We are seeing this reality play out all over our world today. Christians all across the spectrum of right, center, and left, who most want to be “safe” and accepted, whose primary identity is tethered to their preferred political affiliation or friend cohort. Afraid or unwilling to speak God’s truth or identify publicly as believers in Christ who agree with God’s word.
Nobody wants to be referred to as adulterous, but the reality is our culture is full of professing Christians who have decided it is more convenient to belong to the world than to live like they belong to Christ.
James 4 isn’t the first time God’s people have heard this kind of strong language about loving the world. Throughout the Old Testament, prophets spoke sharply about the adulterous relationship God’s people were carrying on with other gods.

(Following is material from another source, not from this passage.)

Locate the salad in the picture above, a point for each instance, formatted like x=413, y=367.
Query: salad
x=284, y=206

Jesus also comforted and warned His disciples, “If the world hates you, know that it has hated me before it hated you. If you were of the world, the world would love you as its own; but because you are not of the world, but I chose you out of the world, therefore the world hates you.” (John 15:18-19 ESV)
He prayed for us, “ I have given them your word, and the world has hated them because they are not of the world, just as I am not of the world.” (John 17:14 ESV)
In 1 John 2:15-16, we’re commanded, “Do not love the world or the things in the world. If anyone loves the world, the love of the Father is not in him. For all that is in the world—the desires of the flesh and the desires of the eyes and pride of life—is not from the Father but is from the world.”
It’s imperative that, as Christians, we ask ourselves some diagnostic questions about our priorities and where our allegiance is. What are we most concerned with when it comes to our reputations and our friendships? What are we most afraid of losing?
Have we made it our business to agree with God and make His word the basis of our beliefs and opinions? Or are we proof-texting popular opinion and grasping for Scriptural evidence to support our feelings or inclinations?
Are we devoted to our own good reputation or to the reputation of Jesus Christ? Is His Word our standard, the place we begin to know who God is, His work in history and in the world, the rule and reign of Christ, and how we must live for Him?
Are we so uncomfortable with being unpopular that we are silent or even willing to align ourselves with the world’s standards of what is right and good? Is our biggest concern finding belonging and comfort and safety with the world? Are we worried most about losing friends and social media followers? Or do we desire to know true, lasting belonging to Christ and to hear “Well done” from our Savior when we see Him face-to-face?
Friend, are there ways we’re acting like we’re God’s enemies because we’ve become best friends with the world?